Deputy Provost Brent Lindquist sat down with student media on November 24 to discuss Project 50 Forward, budget cuts, and the future of his office.
Project 50 Forward, a comprehensive guideline meant to help Stony Brook University navigate it’s immediate future, offers three key initiatives that the administration seeks to reform and improve.
One of those initiatives is “Academic Greatness,” a charge that falls to the Office of the Provost. Unfortunately for Lindquist and Provost Eric Kaler, they must try to make and implement these plans during a struggling economy and repeated cuts to Stony Brook’s state funding.
Despite financial difficulties, Lindquist stated that he would do everything he could to protect faculty and academics, and is turning to a few creative (albeit controversial) solutions.
Most of the approximately $30 million in cuts that the Provost has had to make in the last three years have been on the administrative level. Enough employees have taken retirement packages so that no one has to be let go even while departments are consolidating, says Lindquist.
Trimming excess administrative costs could also be achieved through consolidation. Lindquist said that by combining similar departments, money could be saved on administrative costs without eliminating academics or majors.
But alleviating administrative costs and personnel through retirement packages will only go so far. Retirement packages have not yet been offered to faculty, but Lindquist said it could be possible in the near future.
Students, who have until now largely been shielded by the Provost’s office from baring the brunt of the budget cuts, are going to start seeing changes as well.
Physics professor Thomas Hemmick has piloted a class beginning at 7:00 am, earlier than any other class previously offered at Stony Brook. The class of about 450 students meets in Javitz 100, the university’s largest lecture hall.
While Lindquist couldn’t comment on the future of this program, he confirmed that it is possible that other classes could be available that early in the morning as a strategy to save money by offering more classes in a day.
At the same time, the Provost’s office is starting to operate on a three semester mindset, increasingly looking to summer sessions as a suitable home for classes with low enrollment numbers but are still prerequisites for graduation within certain majors.

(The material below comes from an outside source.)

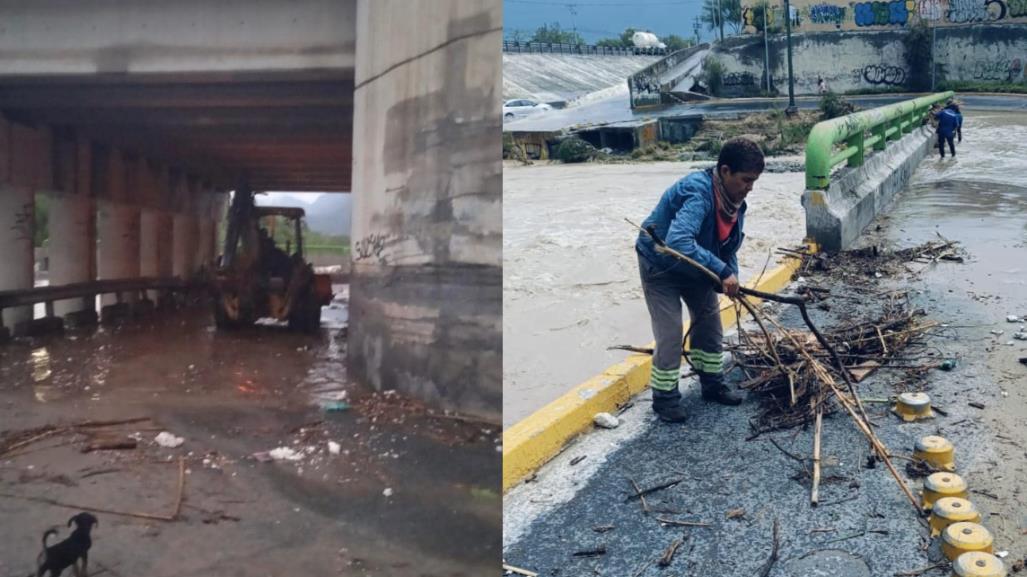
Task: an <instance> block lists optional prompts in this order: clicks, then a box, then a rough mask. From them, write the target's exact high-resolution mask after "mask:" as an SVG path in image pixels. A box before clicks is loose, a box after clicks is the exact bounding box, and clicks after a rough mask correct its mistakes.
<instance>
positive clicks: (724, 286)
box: [723, 274, 738, 299]
mask: <svg viewBox="0 0 1027 577" xmlns="http://www.w3.org/2000/svg"><path fill="white" fill-rule="evenodd" d="M723 283H724V294H725V295H727V296H728V297H731V298H732V299H733V298H735V297H737V296H738V277H737V276H734V275H733V274H732V275H731V276H728V277H727V278H725V279H724V280H723Z"/></svg>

“We’re looking at the year as having three semesters,” said Lindquist.
A three semester strategy is better than the alternative, cutting the major all together, argues Lindquist.

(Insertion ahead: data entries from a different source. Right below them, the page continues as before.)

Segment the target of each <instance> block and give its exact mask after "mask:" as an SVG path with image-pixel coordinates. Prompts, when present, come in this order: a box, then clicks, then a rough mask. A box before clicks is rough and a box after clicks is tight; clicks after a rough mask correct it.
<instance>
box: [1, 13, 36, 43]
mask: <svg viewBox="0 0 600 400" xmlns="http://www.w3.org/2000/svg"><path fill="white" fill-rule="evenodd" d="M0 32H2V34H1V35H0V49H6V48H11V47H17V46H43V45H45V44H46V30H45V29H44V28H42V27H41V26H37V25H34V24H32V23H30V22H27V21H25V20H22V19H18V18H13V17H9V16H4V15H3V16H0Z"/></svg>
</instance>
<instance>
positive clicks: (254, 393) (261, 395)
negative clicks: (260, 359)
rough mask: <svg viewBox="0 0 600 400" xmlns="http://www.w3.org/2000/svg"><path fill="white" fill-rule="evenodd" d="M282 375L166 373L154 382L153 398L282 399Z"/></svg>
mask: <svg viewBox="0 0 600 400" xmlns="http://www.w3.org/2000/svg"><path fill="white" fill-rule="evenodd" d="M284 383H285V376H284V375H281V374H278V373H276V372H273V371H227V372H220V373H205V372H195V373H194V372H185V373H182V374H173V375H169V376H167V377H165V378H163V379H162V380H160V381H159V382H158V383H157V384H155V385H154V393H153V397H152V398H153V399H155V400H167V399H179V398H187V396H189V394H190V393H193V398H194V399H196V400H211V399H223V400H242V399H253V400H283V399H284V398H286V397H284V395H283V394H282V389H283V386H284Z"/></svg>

“Once academics are cut, they are hard to bring back” he said. “That is why we’re looking to save money in other places.”
In fact, while other SUNY schools like Albany and Geneseo are being forced to cut programs, Stony Brook has added several masters programs such as an M.A. in Marine Conservation and Policy, an area that Stony Brook was previously considered to be weak in.
Compounding the complexity of all of these changes is the fact that Stony Brook will be introducing a new Provost in less than a year. Eric Kaler, who has held the title since 2007, was appointed the 16th President of the University of Minnesota two weeks ago. His new job starts on July 1, 2011.
The search for a new Provost is not officially underway yet, but it will likely begin soon, according to Lindquist.
“The process normally takes about 7 months, and July is 7 months away,” he said.
Lindquist did not rule out the possibility of hiring from within Stony Brook. For the time being, he will likely assume additional responsibilities while Kaler visits Minnesota to prepare for his presidency.
Physical changes are underway on campus as well. Beginning next semester, the Old Chemistry building will be closed as it undergoes dramatic remodeling. Lindquist described his job over the last year as working to move the six programs that used to be housed in Old Chemistry to make room for the new project.
Three lecture halls that can hold 250 students each will be added on to the building, and the new facility will resemble other new buildings architecturally.
The money being used for the Old Chem remodeling was previously designated for use to address “critical maintenance,” but Vice President of Facilities Barbara Chernow was able to convince the state that it could be used for a building project.
Other new construction includes a student recreation center and a new building in the Research and Development Park. Projects like these are funded by construction bonds that are less dependent on the economy, so money is still plentiful even while the university faces massive budget cuts.
Despite all of the new construction, it is not likely that the enrollment cap of 2700 incoming freshman that was announced earlier this semester will be lifted.
“The cap…is not space related. It’s about how many students we feel we can give a quality education,” said Lindquist.